I have an interface and its parameter can be null.

int count(@Nullable F filter);

To avoid null parameters and null checks common advise is to use the method overloading:

int count();
int count(@NonNull F filter);

In some cases I don't like this approach, because it forces clients to make this kind of job:

F f = getFilter()
f != null ? count(f) : count()

It much more convenient for client to use:

count(getFilter())

Optionals, at the first glance, can solve this problem but "Optional" should not be used for parameters https://rules.sonarsource.com/java/RSPEC-3553

So my question is: can I use Supplier instead?

//service code:
int count(Supplier<F> filter) {
 Optional.ofNullable(filter.get()).map(f->count(f)).orElseGet(() -> count());
};
//client code:
count(() -> getFilter())

Or even

int count(Supplier<Optional<F>> filter)

Idea doesn't show any warnings.

I personally like my code after that, but isn't it cheating? Why it's better then Optional?

EDIT: Thanks for comments.
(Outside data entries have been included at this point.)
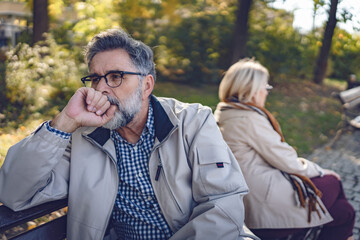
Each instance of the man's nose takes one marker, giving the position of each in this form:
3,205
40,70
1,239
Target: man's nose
102,86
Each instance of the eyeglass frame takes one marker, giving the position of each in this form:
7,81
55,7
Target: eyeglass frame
268,87
122,73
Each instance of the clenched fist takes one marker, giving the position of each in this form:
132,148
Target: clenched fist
87,107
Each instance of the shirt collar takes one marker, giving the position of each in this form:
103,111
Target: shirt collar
148,129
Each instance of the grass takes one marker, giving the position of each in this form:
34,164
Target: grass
307,112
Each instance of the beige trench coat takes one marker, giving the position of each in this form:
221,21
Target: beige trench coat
261,155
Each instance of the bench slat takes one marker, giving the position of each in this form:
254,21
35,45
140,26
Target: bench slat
54,230
11,219
350,94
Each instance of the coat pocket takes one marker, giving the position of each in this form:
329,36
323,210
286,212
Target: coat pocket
217,173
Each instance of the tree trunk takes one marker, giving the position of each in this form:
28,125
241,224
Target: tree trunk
40,19
321,63
2,82
241,30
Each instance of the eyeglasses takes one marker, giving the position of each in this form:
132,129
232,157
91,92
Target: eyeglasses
268,87
113,78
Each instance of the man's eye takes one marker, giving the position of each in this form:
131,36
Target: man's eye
94,79
115,76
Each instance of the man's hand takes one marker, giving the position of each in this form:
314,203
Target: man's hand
87,107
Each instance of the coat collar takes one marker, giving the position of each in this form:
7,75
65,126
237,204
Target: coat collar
163,125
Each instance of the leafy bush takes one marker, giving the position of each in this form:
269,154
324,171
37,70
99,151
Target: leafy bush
39,78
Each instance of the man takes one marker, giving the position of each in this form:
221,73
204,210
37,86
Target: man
151,168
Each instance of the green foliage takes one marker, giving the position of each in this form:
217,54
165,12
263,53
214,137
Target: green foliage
39,78
345,54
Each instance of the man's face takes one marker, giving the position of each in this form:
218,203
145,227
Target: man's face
128,96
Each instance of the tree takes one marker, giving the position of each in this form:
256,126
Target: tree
40,19
321,63
241,30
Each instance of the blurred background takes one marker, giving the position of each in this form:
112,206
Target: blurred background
309,56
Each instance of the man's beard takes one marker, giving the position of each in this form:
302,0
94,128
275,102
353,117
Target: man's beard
126,110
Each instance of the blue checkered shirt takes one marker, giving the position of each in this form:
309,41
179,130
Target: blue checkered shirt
136,213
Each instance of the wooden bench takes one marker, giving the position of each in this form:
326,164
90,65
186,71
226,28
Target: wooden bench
54,229
350,100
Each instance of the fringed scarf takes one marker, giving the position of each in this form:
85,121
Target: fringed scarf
306,191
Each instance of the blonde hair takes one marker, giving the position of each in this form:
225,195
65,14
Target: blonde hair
243,80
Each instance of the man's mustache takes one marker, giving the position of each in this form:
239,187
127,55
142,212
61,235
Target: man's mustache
113,101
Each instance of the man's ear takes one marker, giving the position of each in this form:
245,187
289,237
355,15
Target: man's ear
148,86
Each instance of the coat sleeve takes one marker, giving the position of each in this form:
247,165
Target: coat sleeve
35,170
218,184
258,133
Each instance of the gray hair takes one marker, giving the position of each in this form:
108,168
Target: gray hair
243,80
140,54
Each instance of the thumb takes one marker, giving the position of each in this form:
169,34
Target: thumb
110,113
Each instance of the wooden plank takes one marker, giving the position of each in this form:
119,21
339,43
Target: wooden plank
9,218
54,230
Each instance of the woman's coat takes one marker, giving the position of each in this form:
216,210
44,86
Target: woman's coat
262,156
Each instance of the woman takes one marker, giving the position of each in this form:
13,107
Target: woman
282,201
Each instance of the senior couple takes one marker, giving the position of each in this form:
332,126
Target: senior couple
136,166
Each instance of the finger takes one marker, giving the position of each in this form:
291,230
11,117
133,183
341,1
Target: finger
110,113
103,108
89,95
103,100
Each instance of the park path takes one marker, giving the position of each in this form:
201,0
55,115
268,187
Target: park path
342,154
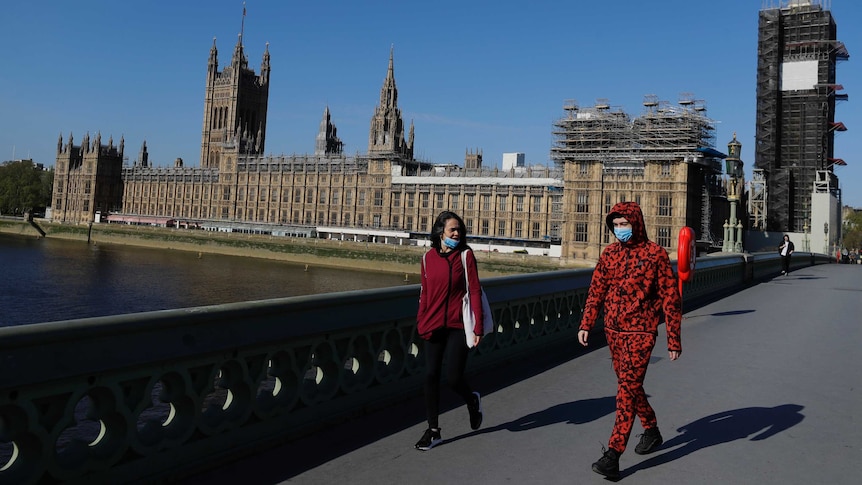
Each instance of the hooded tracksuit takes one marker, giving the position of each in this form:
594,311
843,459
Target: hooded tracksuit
633,284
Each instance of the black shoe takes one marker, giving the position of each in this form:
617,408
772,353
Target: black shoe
429,440
609,464
475,408
650,441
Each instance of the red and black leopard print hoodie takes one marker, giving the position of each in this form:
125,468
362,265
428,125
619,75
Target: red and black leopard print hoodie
634,284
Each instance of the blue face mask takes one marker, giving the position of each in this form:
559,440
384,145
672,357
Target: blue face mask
623,234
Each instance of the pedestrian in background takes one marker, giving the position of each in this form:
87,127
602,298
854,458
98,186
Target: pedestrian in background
440,323
785,250
634,285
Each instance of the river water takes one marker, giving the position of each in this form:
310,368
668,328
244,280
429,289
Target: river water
45,279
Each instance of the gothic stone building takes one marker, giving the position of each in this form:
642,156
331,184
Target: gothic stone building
556,210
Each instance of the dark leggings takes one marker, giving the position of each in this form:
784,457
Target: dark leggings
449,343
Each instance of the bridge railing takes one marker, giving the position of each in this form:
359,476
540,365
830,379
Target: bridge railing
158,394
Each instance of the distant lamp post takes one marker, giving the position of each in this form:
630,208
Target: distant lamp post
826,238
733,227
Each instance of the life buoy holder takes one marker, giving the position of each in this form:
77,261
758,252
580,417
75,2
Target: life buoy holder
686,255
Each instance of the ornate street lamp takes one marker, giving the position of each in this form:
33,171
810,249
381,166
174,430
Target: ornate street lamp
733,227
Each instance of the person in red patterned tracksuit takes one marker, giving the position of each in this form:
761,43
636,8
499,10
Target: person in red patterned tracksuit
634,284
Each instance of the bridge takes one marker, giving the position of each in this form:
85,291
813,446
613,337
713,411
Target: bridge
766,390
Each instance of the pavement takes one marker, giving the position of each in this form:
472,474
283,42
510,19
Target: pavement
767,390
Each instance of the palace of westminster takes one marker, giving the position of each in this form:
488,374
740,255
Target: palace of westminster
663,159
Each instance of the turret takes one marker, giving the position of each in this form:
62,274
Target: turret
265,67
212,65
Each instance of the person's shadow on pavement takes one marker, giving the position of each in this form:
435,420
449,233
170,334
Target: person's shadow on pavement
575,412
723,428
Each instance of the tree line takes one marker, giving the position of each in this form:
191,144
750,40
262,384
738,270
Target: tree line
24,187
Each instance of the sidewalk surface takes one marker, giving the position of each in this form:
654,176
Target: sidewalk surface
768,390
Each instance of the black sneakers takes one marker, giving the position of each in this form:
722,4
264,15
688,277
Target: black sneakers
429,440
475,408
609,464
650,441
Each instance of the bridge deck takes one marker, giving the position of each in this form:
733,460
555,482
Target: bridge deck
767,390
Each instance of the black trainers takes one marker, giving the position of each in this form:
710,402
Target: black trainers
429,440
475,408
609,464
650,441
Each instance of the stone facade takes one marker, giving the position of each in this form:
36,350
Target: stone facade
560,206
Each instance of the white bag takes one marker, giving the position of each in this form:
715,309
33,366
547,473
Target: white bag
467,311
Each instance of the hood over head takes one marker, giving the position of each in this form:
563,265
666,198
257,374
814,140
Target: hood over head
632,212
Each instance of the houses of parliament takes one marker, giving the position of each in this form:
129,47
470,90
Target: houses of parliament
664,159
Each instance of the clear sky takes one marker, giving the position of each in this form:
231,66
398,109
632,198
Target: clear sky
482,74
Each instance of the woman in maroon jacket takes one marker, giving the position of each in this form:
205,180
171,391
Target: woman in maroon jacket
634,284
440,324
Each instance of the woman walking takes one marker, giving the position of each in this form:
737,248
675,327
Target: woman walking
440,323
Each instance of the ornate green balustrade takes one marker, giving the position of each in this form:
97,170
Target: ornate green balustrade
153,395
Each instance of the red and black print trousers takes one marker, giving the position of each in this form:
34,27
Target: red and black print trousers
630,353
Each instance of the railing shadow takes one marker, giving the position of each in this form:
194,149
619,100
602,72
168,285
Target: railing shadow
270,466
724,427
575,412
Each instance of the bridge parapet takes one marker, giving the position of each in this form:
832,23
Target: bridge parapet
152,395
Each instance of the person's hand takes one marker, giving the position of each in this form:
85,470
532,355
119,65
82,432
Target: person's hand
582,337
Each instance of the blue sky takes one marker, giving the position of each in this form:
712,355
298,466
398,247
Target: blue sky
489,75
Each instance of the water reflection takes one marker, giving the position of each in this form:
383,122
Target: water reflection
49,279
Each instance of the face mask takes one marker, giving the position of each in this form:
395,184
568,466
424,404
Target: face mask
623,234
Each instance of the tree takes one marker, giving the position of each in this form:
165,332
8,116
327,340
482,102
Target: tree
24,187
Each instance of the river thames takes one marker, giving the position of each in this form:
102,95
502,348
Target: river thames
45,279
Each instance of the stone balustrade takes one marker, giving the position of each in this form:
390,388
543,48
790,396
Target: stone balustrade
160,394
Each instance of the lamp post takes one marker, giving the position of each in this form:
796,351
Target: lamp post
826,238
733,227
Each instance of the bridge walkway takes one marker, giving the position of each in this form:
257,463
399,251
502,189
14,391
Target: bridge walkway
768,390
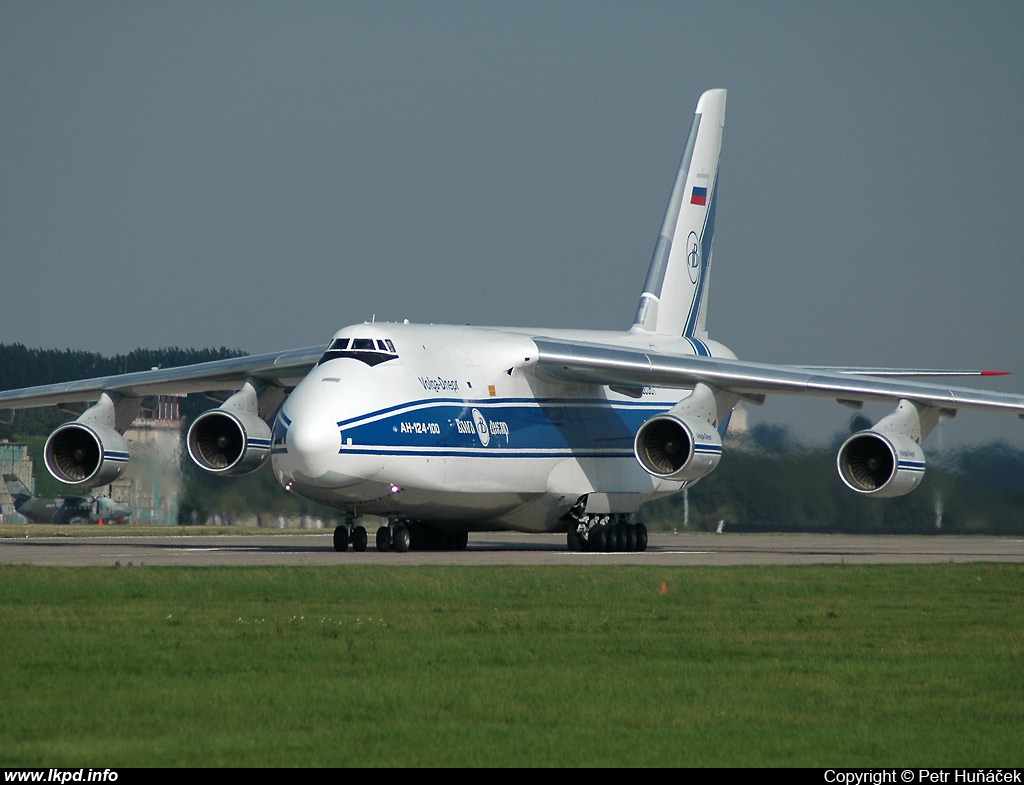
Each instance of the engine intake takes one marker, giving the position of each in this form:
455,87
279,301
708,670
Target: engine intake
228,442
678,448
882,465
85,454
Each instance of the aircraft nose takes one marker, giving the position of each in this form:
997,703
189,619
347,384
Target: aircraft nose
312,443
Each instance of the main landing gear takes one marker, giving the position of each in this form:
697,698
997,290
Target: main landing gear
400,536
607,533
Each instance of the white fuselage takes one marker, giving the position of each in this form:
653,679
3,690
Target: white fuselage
450,425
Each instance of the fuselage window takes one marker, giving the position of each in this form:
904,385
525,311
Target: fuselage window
372,351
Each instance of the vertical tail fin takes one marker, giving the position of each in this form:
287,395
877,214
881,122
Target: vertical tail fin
674,298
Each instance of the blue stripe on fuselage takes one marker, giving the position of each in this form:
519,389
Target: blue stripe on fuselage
510,428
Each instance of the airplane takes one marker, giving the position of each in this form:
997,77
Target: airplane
437,431
64,509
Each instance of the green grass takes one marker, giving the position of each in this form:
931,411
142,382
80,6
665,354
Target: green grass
375,665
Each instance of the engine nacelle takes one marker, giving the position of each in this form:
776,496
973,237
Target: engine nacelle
882,465
86,454
228,442
673,447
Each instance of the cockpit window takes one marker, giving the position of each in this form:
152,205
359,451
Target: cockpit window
373,351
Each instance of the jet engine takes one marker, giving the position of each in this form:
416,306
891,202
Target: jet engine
228,442
86,454
672,446
882,465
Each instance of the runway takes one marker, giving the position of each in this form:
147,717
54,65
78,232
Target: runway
507,549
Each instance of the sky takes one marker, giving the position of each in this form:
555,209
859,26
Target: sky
257,175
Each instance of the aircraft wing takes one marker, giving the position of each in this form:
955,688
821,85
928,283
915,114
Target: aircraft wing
629,367
280,368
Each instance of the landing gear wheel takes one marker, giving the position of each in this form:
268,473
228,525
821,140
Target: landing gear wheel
402,539
340,538
359,538
641,537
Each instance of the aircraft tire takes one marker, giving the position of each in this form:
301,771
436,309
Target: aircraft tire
641,537
631,536
359,539
572,540
340,538
402,539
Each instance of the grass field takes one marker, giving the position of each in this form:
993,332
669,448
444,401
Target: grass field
492,666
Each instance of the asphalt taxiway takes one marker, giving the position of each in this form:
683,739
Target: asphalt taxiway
508,549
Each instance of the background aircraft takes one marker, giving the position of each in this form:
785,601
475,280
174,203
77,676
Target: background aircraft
441,430
64,509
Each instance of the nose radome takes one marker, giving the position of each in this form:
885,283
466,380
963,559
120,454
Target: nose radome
312,441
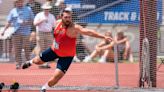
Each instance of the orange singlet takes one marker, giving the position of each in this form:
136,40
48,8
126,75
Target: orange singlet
63,45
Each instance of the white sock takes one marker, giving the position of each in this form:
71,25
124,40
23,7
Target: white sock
45,86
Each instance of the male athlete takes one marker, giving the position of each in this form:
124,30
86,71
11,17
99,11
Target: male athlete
63,47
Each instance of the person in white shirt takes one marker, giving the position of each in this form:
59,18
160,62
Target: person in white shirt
44,22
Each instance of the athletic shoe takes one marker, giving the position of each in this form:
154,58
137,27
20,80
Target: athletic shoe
26,65
43,90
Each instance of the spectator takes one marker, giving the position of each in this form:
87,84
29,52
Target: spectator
81,48
105,47
44,22
36,8
124,47
20,17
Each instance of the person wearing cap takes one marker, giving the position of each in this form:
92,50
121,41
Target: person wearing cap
44,22
63,47
57,7
21,18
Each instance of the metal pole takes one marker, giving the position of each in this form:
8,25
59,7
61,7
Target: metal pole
116,61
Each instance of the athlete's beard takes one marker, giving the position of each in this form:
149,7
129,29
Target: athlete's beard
67,23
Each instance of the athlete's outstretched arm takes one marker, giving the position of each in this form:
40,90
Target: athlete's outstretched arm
90,32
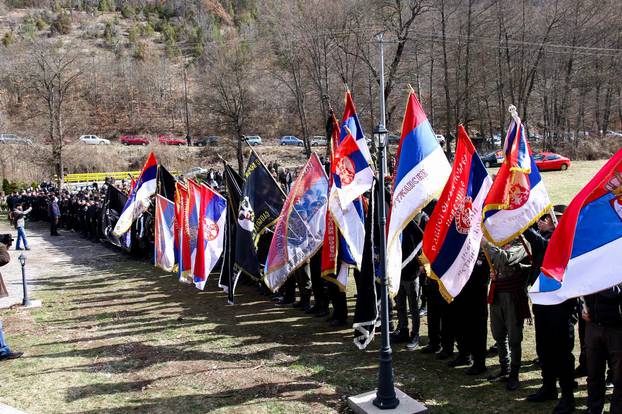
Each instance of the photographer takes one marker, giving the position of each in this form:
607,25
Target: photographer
5,243
19,218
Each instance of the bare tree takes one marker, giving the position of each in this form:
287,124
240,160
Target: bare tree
230,79
53,74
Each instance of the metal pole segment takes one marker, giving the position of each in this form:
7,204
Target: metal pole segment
22,261
385,395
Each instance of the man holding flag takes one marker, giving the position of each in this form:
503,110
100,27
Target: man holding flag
138,201
582,260
420,173
517,199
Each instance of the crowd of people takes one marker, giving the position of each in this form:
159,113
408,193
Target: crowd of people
495,296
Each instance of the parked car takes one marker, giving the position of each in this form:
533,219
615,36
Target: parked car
393,139
172,139
93,140
194,171
291,140
493,159
318,141
252,139
549,161
14,139
210,140
132,139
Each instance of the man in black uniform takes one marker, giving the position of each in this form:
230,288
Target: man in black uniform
471,319
554,326
603,343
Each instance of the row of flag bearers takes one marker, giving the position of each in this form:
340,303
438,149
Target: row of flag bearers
197,228
330,213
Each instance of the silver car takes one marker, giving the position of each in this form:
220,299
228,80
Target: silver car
93,140
14,139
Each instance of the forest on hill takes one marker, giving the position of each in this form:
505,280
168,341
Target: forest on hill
274,67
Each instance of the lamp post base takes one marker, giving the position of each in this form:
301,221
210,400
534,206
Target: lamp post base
32,304
364,404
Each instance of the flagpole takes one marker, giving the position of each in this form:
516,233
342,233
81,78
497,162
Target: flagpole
385,395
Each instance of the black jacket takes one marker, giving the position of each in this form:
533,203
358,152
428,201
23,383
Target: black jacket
605,308
538,242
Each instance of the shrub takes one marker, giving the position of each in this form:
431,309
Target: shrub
61,25
140,51
8,39
41,24
110,33
127,11
133,34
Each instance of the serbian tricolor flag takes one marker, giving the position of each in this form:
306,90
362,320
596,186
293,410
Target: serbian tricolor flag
349,217
330,246
452,236
164,237
299,231
211,211
182,234
518,197
584,252
138,200
353,175
421,170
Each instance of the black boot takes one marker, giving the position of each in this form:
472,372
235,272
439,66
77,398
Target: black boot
501,375
545,393
513,382
565,405
430,349
400,335
477,368
460,361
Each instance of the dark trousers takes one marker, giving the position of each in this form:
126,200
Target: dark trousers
289,290
471,321
318,285
54,226
440,331
554,344
602,344
339,301
303,280
407,301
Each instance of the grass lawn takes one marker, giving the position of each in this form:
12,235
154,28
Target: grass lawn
117,336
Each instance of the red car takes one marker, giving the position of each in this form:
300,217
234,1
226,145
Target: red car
549,161
134,140
171,139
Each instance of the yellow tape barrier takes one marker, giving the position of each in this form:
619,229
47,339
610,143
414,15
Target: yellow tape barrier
90,177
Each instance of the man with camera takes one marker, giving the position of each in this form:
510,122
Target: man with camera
5,243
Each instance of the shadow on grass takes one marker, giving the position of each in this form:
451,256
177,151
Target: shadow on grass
124,317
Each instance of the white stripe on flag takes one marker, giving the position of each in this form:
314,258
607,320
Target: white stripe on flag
504,225
410,195
589,273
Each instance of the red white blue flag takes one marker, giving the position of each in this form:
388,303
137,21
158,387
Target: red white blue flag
518,197
138,200
299,231
452,236
349,217
584,252
164,243
421,171
353,174
182,233
206,220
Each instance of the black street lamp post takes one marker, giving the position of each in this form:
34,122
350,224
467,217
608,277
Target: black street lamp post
385,395
22,261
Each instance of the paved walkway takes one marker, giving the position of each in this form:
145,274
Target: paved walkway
36,263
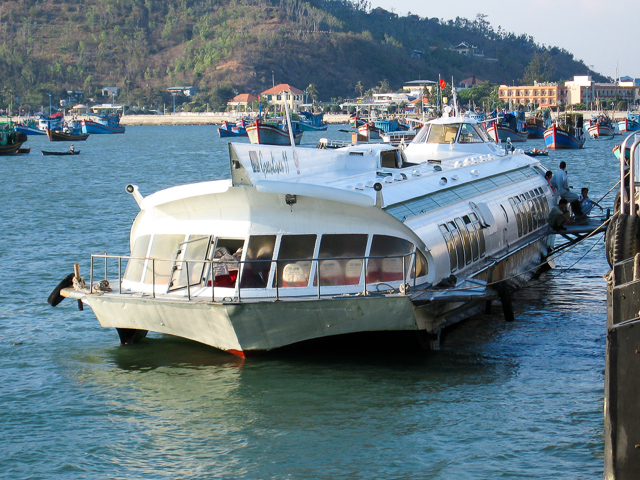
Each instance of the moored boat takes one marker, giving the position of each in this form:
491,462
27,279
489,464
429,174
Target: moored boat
67,152
600,127
51,122
273,131
29,127
10,139
305,243
508,127
57,136
235,129
102,124
312,122
565,134
630,123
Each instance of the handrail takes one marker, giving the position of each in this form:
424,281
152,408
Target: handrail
209,278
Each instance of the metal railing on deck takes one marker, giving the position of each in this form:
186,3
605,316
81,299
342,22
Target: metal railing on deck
209,280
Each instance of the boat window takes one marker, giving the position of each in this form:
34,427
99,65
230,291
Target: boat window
465,238
226,255
451,246
344,259
515,205
390,252
255,271
468,134
164,249
481,244
189,252
421,265
294,260
528,211
482,132
442,133
135,266
389,159
457,238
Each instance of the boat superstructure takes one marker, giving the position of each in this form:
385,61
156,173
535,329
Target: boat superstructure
306,243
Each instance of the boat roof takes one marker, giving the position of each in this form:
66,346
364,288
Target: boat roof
356,175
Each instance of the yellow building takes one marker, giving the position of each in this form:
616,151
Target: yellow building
539,94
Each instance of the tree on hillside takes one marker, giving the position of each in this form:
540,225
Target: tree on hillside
541,68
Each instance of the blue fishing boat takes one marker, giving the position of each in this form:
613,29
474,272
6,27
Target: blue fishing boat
29,127
102,124
537,124
238,129
313,122
567,134
508,126
630,123
273,131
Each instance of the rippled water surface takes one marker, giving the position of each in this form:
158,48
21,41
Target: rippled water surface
499,400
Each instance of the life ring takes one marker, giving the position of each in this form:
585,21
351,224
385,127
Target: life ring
55,298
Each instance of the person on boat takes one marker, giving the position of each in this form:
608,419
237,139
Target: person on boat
561,182
586,203
548,176
559,216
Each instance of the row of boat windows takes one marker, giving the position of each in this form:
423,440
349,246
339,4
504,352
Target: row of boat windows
302,260
531,209
443,198
462,133
465,240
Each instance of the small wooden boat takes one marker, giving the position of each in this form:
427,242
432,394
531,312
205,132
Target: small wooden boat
56,136
66,152
565,134
536,153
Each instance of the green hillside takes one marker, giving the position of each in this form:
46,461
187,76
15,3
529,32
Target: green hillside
220,46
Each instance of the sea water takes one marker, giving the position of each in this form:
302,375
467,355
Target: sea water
522,399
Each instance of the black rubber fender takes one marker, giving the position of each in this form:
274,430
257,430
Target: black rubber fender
623,239
505,300
608,238
55,298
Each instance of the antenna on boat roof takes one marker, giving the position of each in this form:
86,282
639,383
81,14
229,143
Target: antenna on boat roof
456,112
286,109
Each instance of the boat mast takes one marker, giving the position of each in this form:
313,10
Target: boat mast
286,109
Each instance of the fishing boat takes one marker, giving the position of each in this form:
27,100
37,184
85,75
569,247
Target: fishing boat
508,126
600,127
630,123
304,244
537,124
565,134
29,127
236,129
102,124
273,131
51,122
67,152
58,136
10,139
312,122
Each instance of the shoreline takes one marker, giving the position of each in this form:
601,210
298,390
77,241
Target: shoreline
205,119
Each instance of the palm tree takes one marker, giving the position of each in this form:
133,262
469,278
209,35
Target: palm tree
313,92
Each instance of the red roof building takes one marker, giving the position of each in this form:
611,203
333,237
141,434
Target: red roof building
274,96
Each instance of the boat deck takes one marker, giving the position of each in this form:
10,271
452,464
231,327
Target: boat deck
576,233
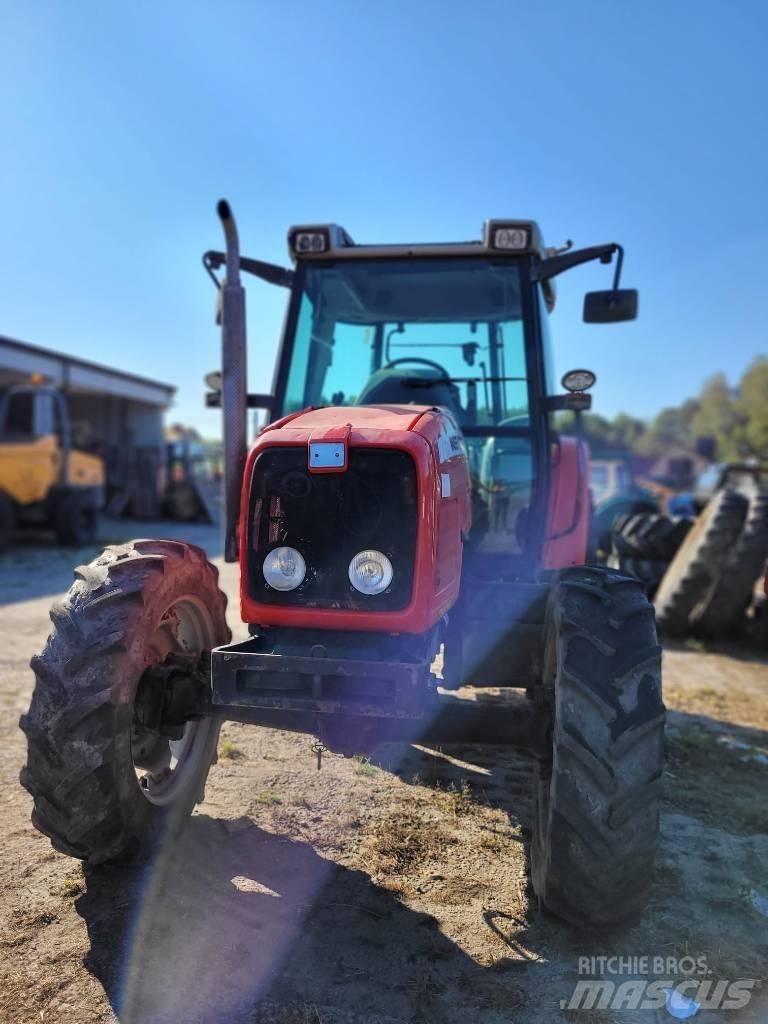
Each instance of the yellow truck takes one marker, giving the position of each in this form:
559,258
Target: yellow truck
44,481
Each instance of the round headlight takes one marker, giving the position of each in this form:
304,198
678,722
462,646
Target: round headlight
284,568
371,572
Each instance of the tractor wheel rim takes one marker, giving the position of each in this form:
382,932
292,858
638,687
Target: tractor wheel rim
173,763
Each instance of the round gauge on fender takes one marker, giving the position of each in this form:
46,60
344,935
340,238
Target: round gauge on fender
284,568
579,380
371,572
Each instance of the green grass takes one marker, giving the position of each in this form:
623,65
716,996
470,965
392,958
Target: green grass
364,767
230,751
266,798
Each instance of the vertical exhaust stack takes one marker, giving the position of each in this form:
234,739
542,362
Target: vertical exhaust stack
233,380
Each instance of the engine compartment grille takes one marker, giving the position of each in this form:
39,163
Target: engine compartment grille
330,517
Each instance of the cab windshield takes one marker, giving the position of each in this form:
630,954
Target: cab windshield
443,332
429,332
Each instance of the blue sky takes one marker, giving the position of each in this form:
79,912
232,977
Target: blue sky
644,123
I agree, in my case Supplier is just a sophisticated @Nullable approach.

I will return to:

int count();
int count(@NonNull F filter);
/////
getFilter().map(f->count(f)).orElseGet(() -> count());

CodePudding user response:

If you don't want the client-code to dial with null, you can change the method getFilter() to return Optional<F>.

In this case, the code in the client would look like that:

int count = getFilter().map(MyClass::count).orElse(MyClass.count());

With this approach, your method count(F) doesn't require any extra logic.

If it feels like too complicated, then can implement count(F) in such a way that it would delegate to count() in case if provided argument is null.

Both your attempt with Supplier<F> and Supplier<Optional<F>> are artificial and seem to be driven by intention to circumvent Sonar, rather than by the real use cases.